In the Far East, the Japanese could point to the capture of the major Soviet port city of Vladivostok as a sign of the successful campaign against the Sino-Soviet alliance, with the capture of the Mongolian capital of Ulaanbaatar also on the horizon. The victories in Siberia and Mongolia had been achieved due to the superior organization and command of the Japanese forces compared to their Soviet opponents, but Communist reinforcements continued to flow into Siberia from the west and the long-term prognosis for the Japanese hold on the Eurasian continent was still uncertain.
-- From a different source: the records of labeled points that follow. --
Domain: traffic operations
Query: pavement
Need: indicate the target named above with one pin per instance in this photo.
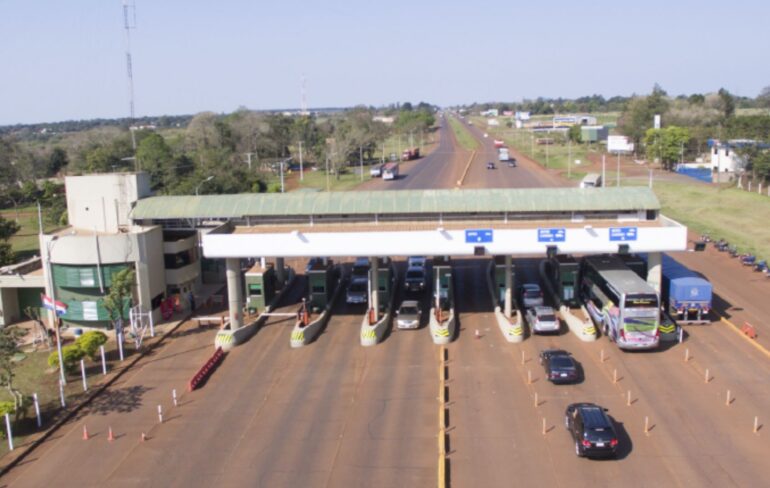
(336, 414)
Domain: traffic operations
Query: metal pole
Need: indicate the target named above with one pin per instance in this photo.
(83, 374)
(301, 165)
(8, 430)
(37, 410)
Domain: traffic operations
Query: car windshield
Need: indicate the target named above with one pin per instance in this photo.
(562, 362)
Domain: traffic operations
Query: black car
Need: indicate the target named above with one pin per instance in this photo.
(592, 430)
(560, 366)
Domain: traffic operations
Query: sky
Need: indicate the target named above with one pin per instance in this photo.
(64, 60)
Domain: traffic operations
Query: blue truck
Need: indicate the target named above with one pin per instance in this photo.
(685, 294)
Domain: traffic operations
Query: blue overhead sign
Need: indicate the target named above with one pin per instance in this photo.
(622, 234)
(558, 234)
(475, 236)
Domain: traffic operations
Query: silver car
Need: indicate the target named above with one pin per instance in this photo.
(542, 319)
(408, 315)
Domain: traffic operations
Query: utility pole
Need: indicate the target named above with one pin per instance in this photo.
(301, 166)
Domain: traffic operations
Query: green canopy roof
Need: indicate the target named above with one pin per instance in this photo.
(621, 199)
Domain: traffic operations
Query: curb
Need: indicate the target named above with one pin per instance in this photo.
(87, 401)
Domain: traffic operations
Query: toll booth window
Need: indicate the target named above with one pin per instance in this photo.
(255, 290)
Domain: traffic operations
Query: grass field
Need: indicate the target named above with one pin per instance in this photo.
(464, 138)
(738, 216)
(25, 241)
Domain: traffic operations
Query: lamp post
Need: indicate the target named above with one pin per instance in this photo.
(201, 183)
(56, 319)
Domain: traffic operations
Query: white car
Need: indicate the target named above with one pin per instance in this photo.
(542, 319)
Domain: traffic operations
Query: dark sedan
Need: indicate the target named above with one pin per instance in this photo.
(560, 366)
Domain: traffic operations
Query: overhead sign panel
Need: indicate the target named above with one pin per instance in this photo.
(557, 234)
(474, 236)
(622, 234)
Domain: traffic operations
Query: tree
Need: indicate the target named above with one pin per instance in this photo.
(7, 229)
(666, 144)
(9, 339)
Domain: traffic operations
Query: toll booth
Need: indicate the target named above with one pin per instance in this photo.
(562, 271)
(499, 279)
(260, 287)
(321, 280)
(442, 282)
(384, 277)
(635, 263)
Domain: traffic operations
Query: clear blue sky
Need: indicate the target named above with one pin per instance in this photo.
(65, 59)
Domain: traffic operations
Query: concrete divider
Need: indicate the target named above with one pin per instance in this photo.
(302, 335)
(512, 331)
(228, 338)
(442, 332)
(583, 328)
(372, 334)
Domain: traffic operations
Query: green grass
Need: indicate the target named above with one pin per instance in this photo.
(464, 138)
(26, 240)
(736, 215)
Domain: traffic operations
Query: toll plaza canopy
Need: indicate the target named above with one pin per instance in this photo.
(430, 222)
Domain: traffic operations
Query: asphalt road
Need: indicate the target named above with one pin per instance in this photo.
(337, 414)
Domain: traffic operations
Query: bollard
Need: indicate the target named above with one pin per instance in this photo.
(10, 434)
(104, 363)
(61, 395)
(83, 373)
(37, 410)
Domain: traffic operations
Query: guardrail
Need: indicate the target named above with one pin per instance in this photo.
(208, 367)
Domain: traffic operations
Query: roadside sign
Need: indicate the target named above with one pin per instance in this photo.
(473, 236)
(557, 234)
(623, 233)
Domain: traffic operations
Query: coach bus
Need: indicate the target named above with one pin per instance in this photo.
(620, 302)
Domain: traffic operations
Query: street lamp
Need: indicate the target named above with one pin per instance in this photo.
(201, 183)
(56, 319)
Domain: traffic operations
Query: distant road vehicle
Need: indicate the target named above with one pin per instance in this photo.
(542, 319)
(620, 302)
(390, 171)
(408, 314)
(357, 291)
(592, 430)
(560, 366)
(531, 295)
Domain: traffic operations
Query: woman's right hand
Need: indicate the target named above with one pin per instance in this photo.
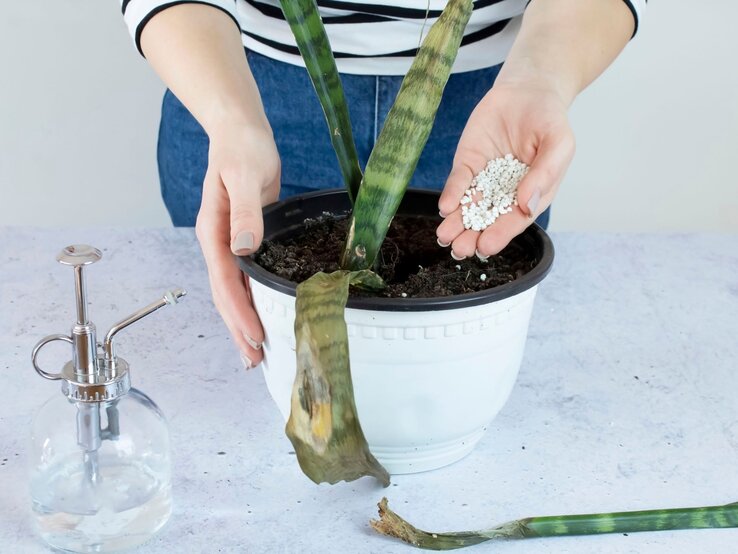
(243, 175)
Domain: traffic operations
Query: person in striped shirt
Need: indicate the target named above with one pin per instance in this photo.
(240, 117)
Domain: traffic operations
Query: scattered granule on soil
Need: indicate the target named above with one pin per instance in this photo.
(411, 262)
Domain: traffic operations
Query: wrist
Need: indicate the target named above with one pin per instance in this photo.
(525, 73)
(223, 120)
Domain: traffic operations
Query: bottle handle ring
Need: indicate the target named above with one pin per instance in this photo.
(36, 349)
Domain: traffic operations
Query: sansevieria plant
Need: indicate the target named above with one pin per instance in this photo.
(323, 424)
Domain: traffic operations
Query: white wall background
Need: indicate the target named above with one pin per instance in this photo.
(657, 135)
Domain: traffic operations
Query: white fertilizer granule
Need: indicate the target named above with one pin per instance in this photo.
(492, 192)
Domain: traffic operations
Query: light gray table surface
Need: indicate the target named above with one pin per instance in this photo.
(626, 400)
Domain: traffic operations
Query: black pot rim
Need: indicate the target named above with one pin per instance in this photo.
(535, 233)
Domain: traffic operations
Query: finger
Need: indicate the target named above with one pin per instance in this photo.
(247, 226)
(242, 321)
(465, 245)
(546, 172)
(458, 181)
(450, 228)
(230, 292)
(498, 235)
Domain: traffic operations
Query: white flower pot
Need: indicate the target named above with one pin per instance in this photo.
(429, 375)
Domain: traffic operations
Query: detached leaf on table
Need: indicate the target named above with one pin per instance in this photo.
(710, 517)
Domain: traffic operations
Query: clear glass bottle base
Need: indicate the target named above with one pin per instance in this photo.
(123, 507)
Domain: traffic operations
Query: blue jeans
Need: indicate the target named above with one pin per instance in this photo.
(301, 134)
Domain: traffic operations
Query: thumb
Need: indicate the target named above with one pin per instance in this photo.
(247, 224)
(546, 172)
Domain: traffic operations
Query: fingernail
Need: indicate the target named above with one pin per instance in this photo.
(246, 361)
(533, 204)
(243, 243)
(252, 343)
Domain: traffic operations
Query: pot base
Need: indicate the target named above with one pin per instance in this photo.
(401, 460)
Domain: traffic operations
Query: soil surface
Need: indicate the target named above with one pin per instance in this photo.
(411, 260)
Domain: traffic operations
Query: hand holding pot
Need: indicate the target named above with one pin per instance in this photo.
(522, 119)
(243, 175)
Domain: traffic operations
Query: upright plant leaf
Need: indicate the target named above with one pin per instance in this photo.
(711, 517)
(403, 137)
(323, 425)
(307, 27)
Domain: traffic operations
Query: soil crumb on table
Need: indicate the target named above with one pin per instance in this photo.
(411, 262)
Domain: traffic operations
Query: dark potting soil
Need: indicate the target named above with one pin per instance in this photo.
(411, 260)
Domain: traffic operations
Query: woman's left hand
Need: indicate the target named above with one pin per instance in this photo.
(525, 119)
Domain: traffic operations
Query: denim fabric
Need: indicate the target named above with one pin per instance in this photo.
(303, 142)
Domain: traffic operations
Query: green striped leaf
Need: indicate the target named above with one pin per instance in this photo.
(311, 38)
(403, 137)
(323, 425)
(710, 517)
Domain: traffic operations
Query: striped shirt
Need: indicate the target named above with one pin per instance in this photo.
(368, 37)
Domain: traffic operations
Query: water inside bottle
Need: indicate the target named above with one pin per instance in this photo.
(122, 507)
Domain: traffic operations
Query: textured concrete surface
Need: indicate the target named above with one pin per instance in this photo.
(626, 400)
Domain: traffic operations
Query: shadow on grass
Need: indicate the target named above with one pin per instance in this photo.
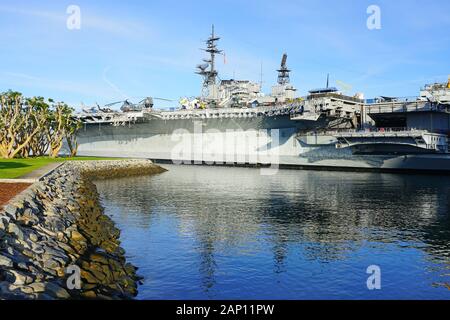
(13, 165)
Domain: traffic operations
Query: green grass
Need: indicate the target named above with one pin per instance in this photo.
(15, 168)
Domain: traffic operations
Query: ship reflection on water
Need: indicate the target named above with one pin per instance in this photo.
(230, 233)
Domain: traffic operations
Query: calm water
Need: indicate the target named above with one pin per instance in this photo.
(231, 233)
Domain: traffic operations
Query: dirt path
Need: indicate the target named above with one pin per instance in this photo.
(10, 190)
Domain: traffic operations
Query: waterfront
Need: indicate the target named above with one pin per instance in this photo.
(231, 233)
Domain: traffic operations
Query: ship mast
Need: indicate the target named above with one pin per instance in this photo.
(283, 72)
(209, 75)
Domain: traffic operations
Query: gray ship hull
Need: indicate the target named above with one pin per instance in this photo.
(271, 142)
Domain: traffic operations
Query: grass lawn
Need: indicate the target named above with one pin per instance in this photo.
(15, 168)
Compared to the war in Europe, the war in Asia was seen by most Westerners as a sideshow fought by two inscrutable Oriental powers, and, like the Spanish Civil War, neither side seemed palatable to democratic sensibilities.
Gains in Siberia and Mongolia had been achieved at the cost of scaling back the men and material assigned to the Chinese front, with the result that the territory ceded after the skirmish at the Marco Polo Bridge began to fall to Chinese control. However, Chiang still did not command the loyalty of all of his governors. The warlords of the Guangxi, Ma, Shanxi, and Yunan were wary of partnering with Chiang Kai-shek after his concessions to Japan had failed to forestall war for a longer period of time. Chiang’s alliance with Mao Zedong to defend China against the Japanese had seemed promising, but their inclusion of the Soviet Union into the coalition against the invaders sparked worries that a Communist regime would be enforced upon China by Moscow and its new dependents. Even Sheng Shicai, the Soviet-aligned governor of the Sinkiang province of China had thus far stayed neutral in the conflict. The Japanese invasion had thus far not touched the holdings of these skeptical warlords, and they were content to wait for the time being and see what the fortune of wars would bring to China.
Notwithstanding the neutrality of some segments of China, Japan still had found herself in a war with the two most populous countries in the world, and the empire’s holdings in Asia could be ground to dust between the two giants if nothing decisive was done to bring the war to a speedy end.